Moral equivalence is a form of equivocation often used in political debates. It seeks to draw comparisons between different, even unrelated things, to make a point that one is just as bad as the other or just as good as the other. Drawing a moral equivalence in this way is an informal fallacy, a special case of False equivalence.

A common manifestation of this fallacy is a claim, often made for ideological motives, that both sides are equally to blame for a war or other international conflict. Historical analyses show that this is rarely the case. Wars are usually started by one side militarily attacking the other, or mass murdering non-combatants, with or without provocation from the other side.

Some specific examples of this fallacy are as follows:

  • Claiming neither side in World War II was morally superior because of the British firebombing of Dresden in Germany, or the US atomic bombings of Hiroshima and Nagasaki in Japan. This is despite the fact that Germany started the war in Europe and Japan started the war in the Pacific. Whilst the morality of the British fire bombing of Dresden is questionable, the aim of the US atomic bombings was to force Japan to surrender, without the necessity of a land invasion in which millions of people were expected to die on both sides. The purpose was to end World War II as opposed to starting it.
  • Drawing a moral equivalence between 9/11 and U.S. policy in the Middle East, thereby attempting to justify or excuse the 9/11 atrocities against innocent non-combatants.
  • Drawing a moral equivalence between the Holocaust and Israeli actions toward the Palestinians.
  • PETA drawing a moral equivalence between the consumption of meat and the Holocaust in an ad campaign.
  • The excuse that slavery in the southern United States wasn’t so bad because some slaves were treated better than workers in northern factories and company towns — or the counter-use of the same examples, that conditions during the early Industrial Revolution were not that bad because the people were at least free to choose their jobs, unlike under slavery.

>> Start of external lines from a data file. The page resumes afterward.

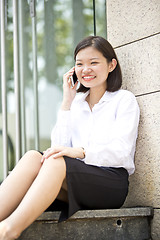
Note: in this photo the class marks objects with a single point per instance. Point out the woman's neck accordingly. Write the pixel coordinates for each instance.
(94, 96)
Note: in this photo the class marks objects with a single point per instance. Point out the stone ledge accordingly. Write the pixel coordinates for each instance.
(106, 213)
(113, 224)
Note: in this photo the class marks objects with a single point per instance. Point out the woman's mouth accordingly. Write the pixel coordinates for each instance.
(88, 78)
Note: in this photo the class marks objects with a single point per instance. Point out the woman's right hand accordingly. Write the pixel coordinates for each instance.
(69, 92)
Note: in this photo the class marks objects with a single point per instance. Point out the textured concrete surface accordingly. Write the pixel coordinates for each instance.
(126, 224)
(128, 21)
(145, 183)
(140, 63)
(133, 28)
(155, 226)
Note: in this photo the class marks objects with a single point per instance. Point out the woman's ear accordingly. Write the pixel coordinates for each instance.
(112, 64)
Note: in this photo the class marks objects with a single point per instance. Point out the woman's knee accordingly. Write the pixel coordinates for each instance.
(58, 164)
(32, 160)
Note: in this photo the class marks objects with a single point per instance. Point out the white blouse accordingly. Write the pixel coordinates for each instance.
(108, 133)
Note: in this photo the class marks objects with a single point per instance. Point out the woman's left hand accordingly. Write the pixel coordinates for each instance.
(60, 151)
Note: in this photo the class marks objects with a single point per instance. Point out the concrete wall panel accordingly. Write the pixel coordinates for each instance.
(140, 63)
(145, 183)
(128, 21)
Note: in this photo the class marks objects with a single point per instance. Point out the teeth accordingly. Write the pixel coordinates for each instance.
(88, 77)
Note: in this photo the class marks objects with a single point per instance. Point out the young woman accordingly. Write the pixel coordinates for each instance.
(92, 150)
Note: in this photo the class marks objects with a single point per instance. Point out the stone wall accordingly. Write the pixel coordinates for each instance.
(133, 29)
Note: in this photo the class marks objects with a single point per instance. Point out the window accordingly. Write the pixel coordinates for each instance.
(47, 32)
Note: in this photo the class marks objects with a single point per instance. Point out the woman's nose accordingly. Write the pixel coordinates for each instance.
(86, 69)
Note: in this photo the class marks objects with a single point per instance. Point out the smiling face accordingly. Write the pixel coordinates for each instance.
(92, 68)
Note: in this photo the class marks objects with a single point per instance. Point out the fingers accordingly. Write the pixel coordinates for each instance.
(54, 152)
(67, 76)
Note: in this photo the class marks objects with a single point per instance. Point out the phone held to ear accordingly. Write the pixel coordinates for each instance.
(74, 79)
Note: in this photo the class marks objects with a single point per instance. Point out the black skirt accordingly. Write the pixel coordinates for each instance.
(91, 187)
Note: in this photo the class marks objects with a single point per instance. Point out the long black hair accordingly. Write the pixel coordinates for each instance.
(114, 80)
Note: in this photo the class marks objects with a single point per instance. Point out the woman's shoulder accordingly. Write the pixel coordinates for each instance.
(125, 93)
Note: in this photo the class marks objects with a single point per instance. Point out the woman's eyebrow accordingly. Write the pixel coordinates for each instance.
(89, 59)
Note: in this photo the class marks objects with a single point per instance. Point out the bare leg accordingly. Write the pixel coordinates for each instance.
(15, 186)
(40, 195)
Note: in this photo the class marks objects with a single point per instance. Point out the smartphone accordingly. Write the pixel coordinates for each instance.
(74, 79)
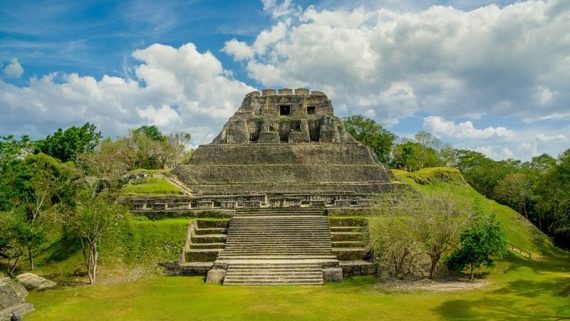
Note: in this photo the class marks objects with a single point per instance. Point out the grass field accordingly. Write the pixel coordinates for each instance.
(516, 289)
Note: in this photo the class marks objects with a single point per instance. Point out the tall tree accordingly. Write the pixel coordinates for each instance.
(90, 221)
(479, 244)
(372, 134)
(65, 145)
(515, 190)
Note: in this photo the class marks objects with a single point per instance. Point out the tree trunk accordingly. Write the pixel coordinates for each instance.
(93, 258)
(31, 258)
(434, 260)
(13, 268)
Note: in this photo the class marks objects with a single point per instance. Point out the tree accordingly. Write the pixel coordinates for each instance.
(415, 228)
(10, 246)
(553, 200)
(65, 145)
(479, 244)
(413, 156)
(395, 247)
(151, 132)
(515, 191)
(372, 134)
(437, 224)
(39, 182)
(91, 219)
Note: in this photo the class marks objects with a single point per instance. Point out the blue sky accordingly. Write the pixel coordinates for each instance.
(487, 75)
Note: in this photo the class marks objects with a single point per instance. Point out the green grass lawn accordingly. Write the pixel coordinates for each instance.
(517, 290)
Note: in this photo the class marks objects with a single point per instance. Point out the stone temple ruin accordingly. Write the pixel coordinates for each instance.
(280, 166)
(283, 149)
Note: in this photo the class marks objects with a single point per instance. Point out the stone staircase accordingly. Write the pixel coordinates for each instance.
(204, 242)
(277, 246)
(350, 244)
(287, 272)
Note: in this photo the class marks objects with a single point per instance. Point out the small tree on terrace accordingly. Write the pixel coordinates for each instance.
(478, 246)
(437, 224)
(89, 222)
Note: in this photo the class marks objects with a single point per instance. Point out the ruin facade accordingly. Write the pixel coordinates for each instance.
(283, 148)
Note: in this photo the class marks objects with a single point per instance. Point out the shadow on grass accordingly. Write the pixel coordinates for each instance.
(520, 299)
(538, 266)
(62, 250)
(490, 309)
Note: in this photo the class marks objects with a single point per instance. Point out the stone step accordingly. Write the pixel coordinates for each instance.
(278, 259)
(210, 230)
(345, 244)
(350, 254)
(336, 222)
(358, 267)
(274, 282)
(349, 229)
(273, 273)
(198, 246)
(212, 223)
(209, 238)
(202, 255)
(269, 273)
(347, 236)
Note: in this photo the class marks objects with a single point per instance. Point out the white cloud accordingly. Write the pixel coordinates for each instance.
(544, 96)
(504, 153)
(528, 148)
(174, 88)
(550, 138)
(13, 69)
(277, 8)
(504, 61)
(443, 127)
(238, 49)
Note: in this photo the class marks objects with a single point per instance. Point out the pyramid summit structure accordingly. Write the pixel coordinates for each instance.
(283, 148)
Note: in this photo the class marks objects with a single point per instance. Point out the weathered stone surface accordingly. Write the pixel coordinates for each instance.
(283, 144)
(34, 282)
(332, 274)
(216, 276)
(12, 295)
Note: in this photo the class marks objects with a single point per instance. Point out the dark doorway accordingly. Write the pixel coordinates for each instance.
(284, 110)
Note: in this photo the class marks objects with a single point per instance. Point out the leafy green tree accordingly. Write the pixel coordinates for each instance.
(91, 219)
(12, 154)
(38, 182)
(372, 134)
(151, 132)
(65, 145)
(553, 200)
(10, 246)
(542, 162)
(479, 244)
(425, 230)
(413, 156)
(515, 191)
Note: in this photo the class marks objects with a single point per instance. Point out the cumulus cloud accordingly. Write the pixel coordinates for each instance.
(443, 127)
(174, 88)
(511, 60)
(238, 49)
(277, 8)
(13, 69)
(550, 138)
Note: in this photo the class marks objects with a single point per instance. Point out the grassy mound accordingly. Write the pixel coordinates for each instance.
(152, 186)
(517, 289)
(445, 180)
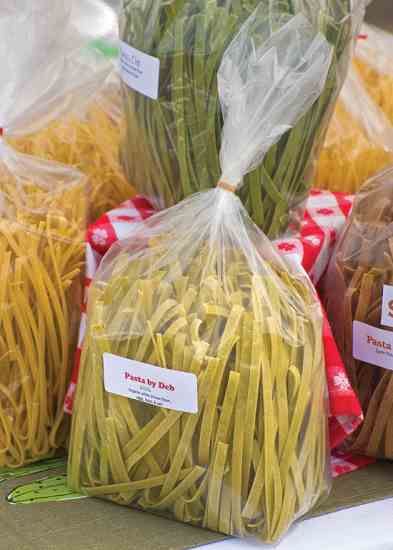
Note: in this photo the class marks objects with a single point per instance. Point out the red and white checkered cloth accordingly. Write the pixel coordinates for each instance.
(323, 221)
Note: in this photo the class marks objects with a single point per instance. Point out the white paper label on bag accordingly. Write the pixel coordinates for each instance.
(387, 306)
(139, 71)
(373, 345)
(165, 388)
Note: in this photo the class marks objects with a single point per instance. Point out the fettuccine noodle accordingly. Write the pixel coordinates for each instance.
(42, 251)
(254, 456)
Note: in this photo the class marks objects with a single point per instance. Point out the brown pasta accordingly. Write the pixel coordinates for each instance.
(362, 265)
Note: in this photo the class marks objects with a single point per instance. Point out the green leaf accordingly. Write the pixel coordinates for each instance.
(49, 489)
(36, 468)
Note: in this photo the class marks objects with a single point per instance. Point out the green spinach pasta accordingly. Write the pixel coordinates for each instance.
(199, 295)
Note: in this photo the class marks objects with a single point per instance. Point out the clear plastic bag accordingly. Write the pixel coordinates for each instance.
(42, 226)
(359, 142)
(374, 61)
(356, 291)
(89, 139)
(172, 145)
(60, 115)
(199, 291)
(43, 207)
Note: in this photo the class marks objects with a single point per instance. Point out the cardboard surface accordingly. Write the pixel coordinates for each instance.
(91, 524)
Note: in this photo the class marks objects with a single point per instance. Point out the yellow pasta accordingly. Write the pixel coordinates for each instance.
(42, 251)
(352, 153)
(90, 143)
(254, 456)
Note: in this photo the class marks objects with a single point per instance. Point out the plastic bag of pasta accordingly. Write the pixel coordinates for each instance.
(359, 142)
(42, 225)
(171, 51)
(72, 123)
(359, 300)
(374, 61)
(202, 387)
(89, 139)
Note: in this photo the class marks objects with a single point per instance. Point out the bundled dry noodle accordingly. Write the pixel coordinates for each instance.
(374, 61)
(359, 141)
(200, 290)
(43, 212)
(254, 457)
(90, 143)
(361, 268)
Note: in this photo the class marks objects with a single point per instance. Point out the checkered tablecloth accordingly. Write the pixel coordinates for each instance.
(323, 221)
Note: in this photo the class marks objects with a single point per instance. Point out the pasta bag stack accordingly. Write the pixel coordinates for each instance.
(88, 136)
(359, 142)
(43, 209)
(202, 392)
(358, 296)
(374, 61)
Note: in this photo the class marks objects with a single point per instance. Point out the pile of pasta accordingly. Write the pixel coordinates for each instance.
(359, 141)
(42, 255)
(374, 61)
(90, 143)
(355, 284)
(254, 457)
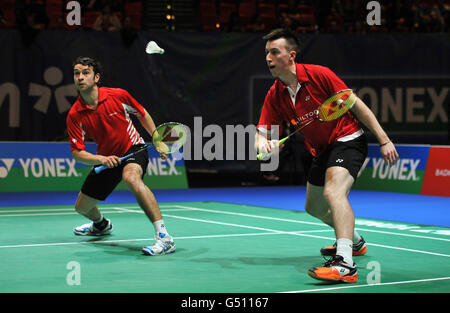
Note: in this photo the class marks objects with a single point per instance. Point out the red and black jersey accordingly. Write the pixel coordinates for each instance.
(317, 83)
(109, 125)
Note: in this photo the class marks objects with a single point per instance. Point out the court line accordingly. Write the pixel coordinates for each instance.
(124, 210)
(291, 233)
(307, 235)
(73, 212)
(310, 223)
(99, 241)
(371, 285)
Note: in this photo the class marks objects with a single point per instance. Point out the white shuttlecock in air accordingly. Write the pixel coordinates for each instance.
(152, 48)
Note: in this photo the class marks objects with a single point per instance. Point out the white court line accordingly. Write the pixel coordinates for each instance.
(371, 285)
(289, 233)
(303, 222)
(124, 210)
(72, 212)
(99, 241)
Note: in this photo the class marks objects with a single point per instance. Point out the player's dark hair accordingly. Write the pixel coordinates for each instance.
(88, 61)
(292, 41)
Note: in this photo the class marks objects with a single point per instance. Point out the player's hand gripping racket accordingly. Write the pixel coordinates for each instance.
(332, 108)
(166, 139)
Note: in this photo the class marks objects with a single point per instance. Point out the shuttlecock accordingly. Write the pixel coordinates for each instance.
(152, 48)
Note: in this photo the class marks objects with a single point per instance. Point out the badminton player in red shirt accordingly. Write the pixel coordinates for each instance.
(103, 114)
(339, 147)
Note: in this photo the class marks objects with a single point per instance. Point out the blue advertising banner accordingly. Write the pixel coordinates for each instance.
(44, 166)
(406, 175)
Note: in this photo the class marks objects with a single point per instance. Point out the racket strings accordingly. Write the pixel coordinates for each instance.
(337, 105)
(172, 139)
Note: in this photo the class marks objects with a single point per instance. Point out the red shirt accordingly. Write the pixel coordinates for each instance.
(317, 83)
(109, 125)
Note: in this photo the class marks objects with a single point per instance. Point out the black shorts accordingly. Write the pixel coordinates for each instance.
(99, 186)
(350, 155)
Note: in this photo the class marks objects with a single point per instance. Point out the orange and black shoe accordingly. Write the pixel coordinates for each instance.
(359, 248)
(335, 270)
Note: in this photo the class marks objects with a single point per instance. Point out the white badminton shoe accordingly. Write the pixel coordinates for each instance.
(164, 245)
(90, 230)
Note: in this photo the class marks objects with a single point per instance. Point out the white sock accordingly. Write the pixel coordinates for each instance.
(160, 229)
(356, 237)
(99, 220)
(344, 249)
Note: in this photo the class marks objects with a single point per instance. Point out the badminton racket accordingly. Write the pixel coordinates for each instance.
(166, 139)
(331, 109)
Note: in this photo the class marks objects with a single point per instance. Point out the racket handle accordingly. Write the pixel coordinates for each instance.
(262, 155)
(99, 169)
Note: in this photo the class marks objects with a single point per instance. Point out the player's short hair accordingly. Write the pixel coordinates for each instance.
(292, 41)
(88, 61)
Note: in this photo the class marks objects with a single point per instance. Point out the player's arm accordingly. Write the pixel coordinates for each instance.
(263, 143)
(82, 156)
(150, 126)
(147, 122)
(366, 116)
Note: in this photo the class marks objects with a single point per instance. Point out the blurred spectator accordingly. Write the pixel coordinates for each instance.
(98, 5)
(3, 22)
(107, 20)
(234, 24)
(128, 32)
(288, 17)
(256, 25)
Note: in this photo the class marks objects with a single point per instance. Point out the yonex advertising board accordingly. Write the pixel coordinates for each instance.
(406, 175)
(48, 166)
(437, 175)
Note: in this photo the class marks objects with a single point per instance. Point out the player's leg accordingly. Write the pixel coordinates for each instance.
(341, 266)
(344, 161)
(132, 177)
(338, 182)
(316, 204)
(96, 188)
(87, 206)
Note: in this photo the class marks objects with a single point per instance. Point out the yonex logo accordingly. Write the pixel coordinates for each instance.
(4, 170)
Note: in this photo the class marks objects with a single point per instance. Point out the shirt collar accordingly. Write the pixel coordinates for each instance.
(81, 104)
(301, 75)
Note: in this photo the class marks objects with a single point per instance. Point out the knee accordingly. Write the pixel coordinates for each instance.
(132, 181)
(315, 210)
(330, 194)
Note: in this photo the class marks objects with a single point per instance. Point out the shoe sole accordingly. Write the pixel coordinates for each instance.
(332, 251)
(344, 279)
(94, 234)
(146, 251)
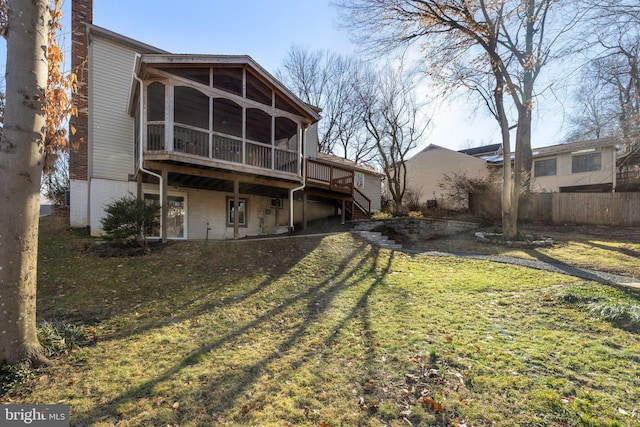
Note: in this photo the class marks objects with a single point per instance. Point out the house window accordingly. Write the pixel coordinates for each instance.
(176, 215)
(232, 211)
(155, 102)
(586, 163)
(545, 167)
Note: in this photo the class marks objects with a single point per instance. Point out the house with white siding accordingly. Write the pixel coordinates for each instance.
(226, 149)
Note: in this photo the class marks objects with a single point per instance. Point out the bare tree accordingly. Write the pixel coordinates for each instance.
(510, 40)
(21, 163)
(393, 119)
(33, 134)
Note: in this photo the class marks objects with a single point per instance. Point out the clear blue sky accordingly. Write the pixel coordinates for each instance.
(265, 30)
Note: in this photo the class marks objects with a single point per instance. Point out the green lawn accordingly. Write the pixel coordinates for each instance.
(327, 332)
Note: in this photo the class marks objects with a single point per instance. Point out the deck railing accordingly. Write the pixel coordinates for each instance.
(363, 202)
(628, 177)
(223, 147)
(328, 176)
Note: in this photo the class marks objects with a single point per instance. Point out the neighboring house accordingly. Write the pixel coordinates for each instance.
(224, 146)
(628, 176)
(586, 166)
(426, 171)
(485, 150)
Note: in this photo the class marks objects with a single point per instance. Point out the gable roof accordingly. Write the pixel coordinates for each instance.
(454, 153)
(575, 146)
(483, 150)
(158, 60)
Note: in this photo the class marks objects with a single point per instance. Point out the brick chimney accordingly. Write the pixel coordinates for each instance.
(81, 15)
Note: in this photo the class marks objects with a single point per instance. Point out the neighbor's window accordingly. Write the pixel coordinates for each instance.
(586, 163)
(545, 167)
(232, 212)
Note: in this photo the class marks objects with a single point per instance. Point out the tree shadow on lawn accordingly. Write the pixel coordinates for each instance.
(165, 304)
(319, 300)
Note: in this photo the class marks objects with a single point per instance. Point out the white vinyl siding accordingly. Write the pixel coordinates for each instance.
(111, 128)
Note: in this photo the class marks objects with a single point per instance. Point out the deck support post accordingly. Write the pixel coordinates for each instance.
(236, 210)
(165, 205)
(304, 211)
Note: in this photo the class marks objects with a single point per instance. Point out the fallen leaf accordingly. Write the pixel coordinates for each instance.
(370, 385)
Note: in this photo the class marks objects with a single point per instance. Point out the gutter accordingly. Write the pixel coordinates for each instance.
(140, 138)
(303, 142)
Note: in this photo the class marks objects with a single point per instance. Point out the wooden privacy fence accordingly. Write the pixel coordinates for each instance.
(565, 208)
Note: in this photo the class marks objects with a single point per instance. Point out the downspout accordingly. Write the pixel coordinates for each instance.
(304, 177)
(141, 134)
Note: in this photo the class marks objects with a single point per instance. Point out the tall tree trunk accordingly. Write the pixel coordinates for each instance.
(21, 162)
(509, 210)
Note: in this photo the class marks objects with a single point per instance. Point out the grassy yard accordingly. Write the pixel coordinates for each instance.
(327, 332)
(614, 250)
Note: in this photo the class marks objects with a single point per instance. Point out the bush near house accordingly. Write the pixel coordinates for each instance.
(129, 221)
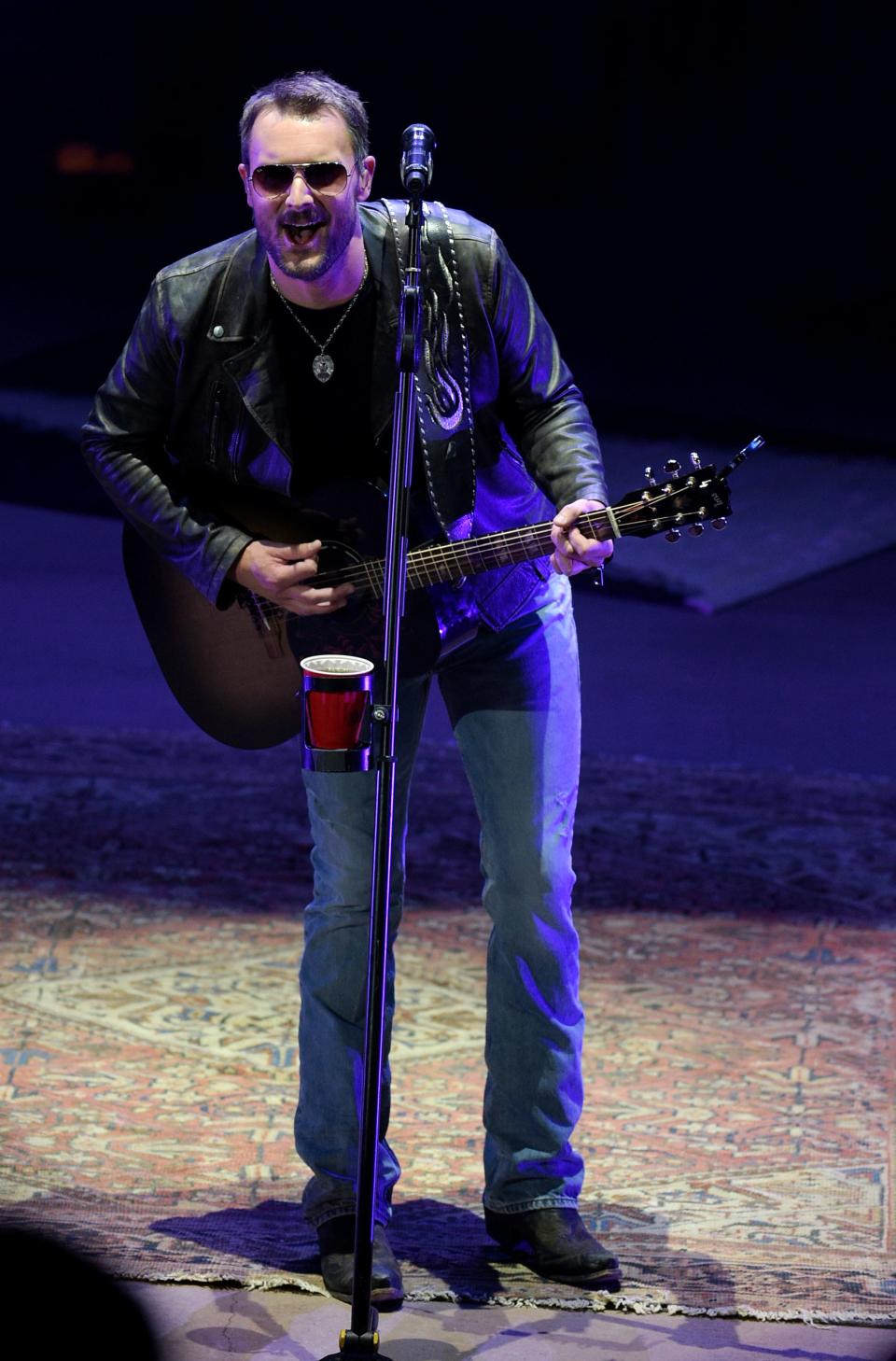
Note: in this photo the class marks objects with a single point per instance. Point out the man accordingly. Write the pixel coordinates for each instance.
(269, 361)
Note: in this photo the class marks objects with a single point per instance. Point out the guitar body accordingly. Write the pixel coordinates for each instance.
(236, 671)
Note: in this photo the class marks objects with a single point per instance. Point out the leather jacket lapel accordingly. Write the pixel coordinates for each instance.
(241, 318)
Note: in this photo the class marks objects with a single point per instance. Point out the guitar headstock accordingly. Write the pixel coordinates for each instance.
(696, 499)
(679, 499)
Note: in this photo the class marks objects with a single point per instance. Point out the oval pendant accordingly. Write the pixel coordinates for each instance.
(323, 368)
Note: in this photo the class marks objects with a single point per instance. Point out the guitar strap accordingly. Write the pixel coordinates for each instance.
(444, 412)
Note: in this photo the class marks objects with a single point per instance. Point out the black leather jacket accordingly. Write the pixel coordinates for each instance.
(198, 384)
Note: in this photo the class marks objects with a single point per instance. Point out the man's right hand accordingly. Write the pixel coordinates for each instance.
(285, 573)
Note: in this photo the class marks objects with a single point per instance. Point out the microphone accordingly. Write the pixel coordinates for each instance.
(418, 143)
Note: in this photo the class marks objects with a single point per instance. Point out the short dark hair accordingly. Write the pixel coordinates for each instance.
(305, 95)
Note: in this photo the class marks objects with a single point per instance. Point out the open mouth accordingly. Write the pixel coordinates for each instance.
(301, 234)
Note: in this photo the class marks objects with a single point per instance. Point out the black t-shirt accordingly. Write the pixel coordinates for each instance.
(329, 422)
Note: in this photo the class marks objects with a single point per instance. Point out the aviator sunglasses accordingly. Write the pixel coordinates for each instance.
(320, 175)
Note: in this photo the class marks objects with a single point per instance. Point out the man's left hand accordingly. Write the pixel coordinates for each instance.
(573, 552)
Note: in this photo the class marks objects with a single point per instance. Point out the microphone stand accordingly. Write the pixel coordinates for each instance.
(361, 1340)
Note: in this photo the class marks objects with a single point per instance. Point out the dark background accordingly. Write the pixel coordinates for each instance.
(696, 192)
(696, 195)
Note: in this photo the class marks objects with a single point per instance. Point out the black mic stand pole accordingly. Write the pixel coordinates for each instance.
(361, 1340)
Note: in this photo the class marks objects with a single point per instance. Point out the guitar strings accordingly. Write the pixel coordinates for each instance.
(371, 572)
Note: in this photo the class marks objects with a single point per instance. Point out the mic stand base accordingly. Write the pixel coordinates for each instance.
(353, 1348)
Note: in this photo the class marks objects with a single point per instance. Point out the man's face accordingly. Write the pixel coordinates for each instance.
(305, 233)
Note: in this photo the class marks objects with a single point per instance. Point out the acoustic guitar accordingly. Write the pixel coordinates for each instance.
(236, 671)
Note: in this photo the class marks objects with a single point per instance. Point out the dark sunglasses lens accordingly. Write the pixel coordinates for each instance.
(273, 180)
(326, 175)
(323, 177)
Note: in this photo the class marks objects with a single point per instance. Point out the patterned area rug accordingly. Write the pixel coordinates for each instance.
(737, 971)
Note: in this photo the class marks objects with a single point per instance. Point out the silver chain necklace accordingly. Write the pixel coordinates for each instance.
(323, 366)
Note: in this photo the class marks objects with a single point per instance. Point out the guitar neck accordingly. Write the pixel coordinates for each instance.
(442, 562)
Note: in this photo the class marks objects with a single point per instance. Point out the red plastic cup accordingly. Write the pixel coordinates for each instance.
(337, 695)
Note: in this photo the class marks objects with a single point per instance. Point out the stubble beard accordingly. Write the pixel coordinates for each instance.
(290, 263)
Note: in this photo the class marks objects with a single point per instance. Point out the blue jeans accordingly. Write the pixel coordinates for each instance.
(513, 703)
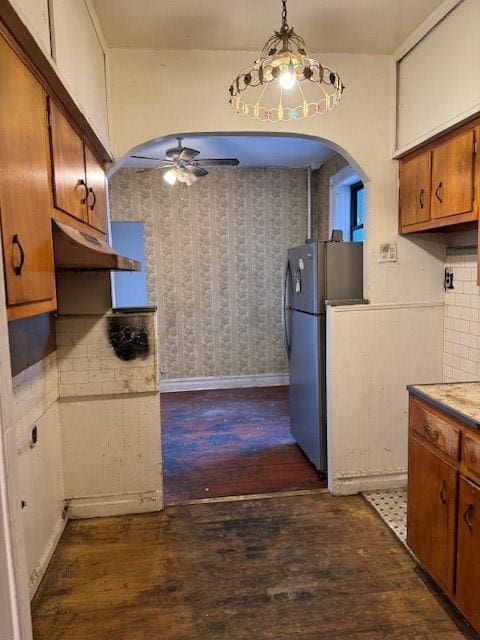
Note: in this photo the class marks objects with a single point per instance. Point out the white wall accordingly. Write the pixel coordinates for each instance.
(438, 78)
(114, 404)
(154, 93)
(373, 352)
(34, 14)
(79, 54)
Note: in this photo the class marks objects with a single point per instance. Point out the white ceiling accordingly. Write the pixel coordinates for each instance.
(350, 26)
(252, 151)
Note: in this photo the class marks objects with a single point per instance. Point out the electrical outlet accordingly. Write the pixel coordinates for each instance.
(388, 253)
(448, 280)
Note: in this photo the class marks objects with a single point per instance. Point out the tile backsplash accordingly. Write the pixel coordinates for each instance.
(461, 360)
(87, 363)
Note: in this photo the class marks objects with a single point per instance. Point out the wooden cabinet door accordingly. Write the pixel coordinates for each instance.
(415, 181)
(68, 166)
(432, 496)
(25, 194)
(452, 176)
(468, 552)
(96, 201)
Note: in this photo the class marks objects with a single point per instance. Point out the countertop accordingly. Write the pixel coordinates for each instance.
(461, 400)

An early populariser of the expression was Jeane Kirkpatrick, who was United States ambassador to the United Nations in the Reagan administration. Kirkpatrick published an article called The Myth of Moral Equivalence in 1986, which sharply criticized those who she alleged were claiming that there was ‘no moral difference’ between the Soviet Union and democratic states.[1]

Reference:

[1]  Kirkpatrick, Jeane. ‘The Myth of Moral Equivalence’, Imprimis January 1986, Vol. 15, No.1.